VSE Corporation reported the following unaudited consolidated financial results for its first quarter ended March 31, 2011.
“The federal government continues to experience funding delays and budget constraints, presenting certain challenges for firms operating in our industry,” said Maurice “Mo” Gauthier, VSE CEO. “This challenging budget environment, along with emerging global insecurity, affirms our continuing strategy to focus on markets that are closely aligned with federal budget priorities. Our long term strategic diversification into selected federal markets and service offerings through acquisitions, combined with our planned efforts to grow organically in our sustainable markets, continues to show intended results. We remain committed to this strategy.”
For the first quarter of 2011, revenues were $151.2 million compared to $228.2 million in the first quarter of 2010. Operating income for the first quarter of 2011 was $6.9 million compared to $8.7 million in the first quarter of 2010.
The decrease in revenue for the first quarter 2011 as compared to the first quarter 2010 was primarily due to the expiration of delivery orders on our U.S. Army CECOM Rapid Response “R2” contract in January 2011, including the delivery orders supporting our Assured Mobility Systems and Route Clearance Vehicle “RCV” Modernization Programs.
Operating margin for the first quarter of 2011 was 4.6%, an increase of 80 bp compared to 3.8% in the first quarter of 2010. The year-over-year increase in operating margin was primarily due to the inclusion of Akimeka, LLC, which we acquired in August 2010, improved profitability on services provided by our Systems Engineering Division, an increase in energy and management consulting work by our Energetics subsidiary, and a reduction in low margin revenue.
Net income for the first quarter of 2011 was $4.2 million, or $.80 per diluted share, compared to $5.4 million, or $1.04 per diluted share in the first quarter of 2010.
Bookings were $107 million in the first quarter of 2011 compared to $210 million in the first quarter of 2010. Funded contract backlog at March 31, 2011 was $357 million, compared to $407 million at December 31, 2010. Federal budget constraints have affected the timeliness of awards in our market and the decrease in government funding activity has impacted our bookings and funded backlog in the first quarter of 2011.
The Federal Group was awarded a $410M, 5-year LOGWORLD task order at the end of January 2011 to continue providing equipment engineering, maintenance, and logistics readiness support services to the U.S. Army Reserve Command (USARC) and the 63rd and 88th Regional Support Commands (RSC). The award represents a recompete of existing work for Federal Group’s Engineering and Logistics Directorate supporting the U.S. Army Reserve.
VSE (vsecorp.com) is a diversified federal services company of choice with over 52 years of experience in solving issues of global significance with integrity, agility, and value. VSE is dedicated to making our clients successful by delivering talented people and innovative solutions for logistics, engineering, IT services, construction management and consulting. For additional information on VSE services and products, please see the Company's website or contact Randy Hollstein, VSE Corporate Vice President of Sales and Marketing, at (703) 329-3206.

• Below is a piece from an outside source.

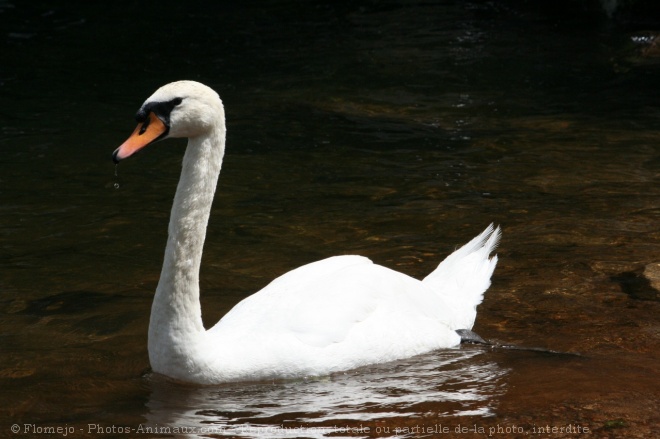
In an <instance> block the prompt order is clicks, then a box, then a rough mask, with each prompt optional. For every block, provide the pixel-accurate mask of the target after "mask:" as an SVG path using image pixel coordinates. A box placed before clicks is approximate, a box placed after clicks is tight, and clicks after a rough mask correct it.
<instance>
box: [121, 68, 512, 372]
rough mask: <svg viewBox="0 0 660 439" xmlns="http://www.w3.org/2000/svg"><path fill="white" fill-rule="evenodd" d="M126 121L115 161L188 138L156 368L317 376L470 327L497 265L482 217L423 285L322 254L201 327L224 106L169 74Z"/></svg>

VSE encourages investors and others to review the detailed reporting and disclosures contained in VSE’s public filings with the U.S. Securities and Exchange Commission for further information and analysis of VSE’s financial condition and results of operations. The public filings include additional discussion about the status of specific customer programs and contract awards, risks, revenue sources and funding, dependence on material customers, and management’s discussion of short and long term business challenges and opportunities.
This news release contains statements that to the extent they are not recitations of historical fact, constitute “forward looking statements” under federal securities laws. All such statements are intended to be subject to the safe harbor protection provided by applicable securities laws. For discussions identifying some important factors that could cause actual VSE results to differ materially from those anticipated in the forward looking statements in this news release, see VSE’s public filings with the Securities and Exchange Commission, including VSE’s annual report on Form 10-K for the year ended December 31, 2010 and subsequent reports filed with the Securities and Exchange Commission.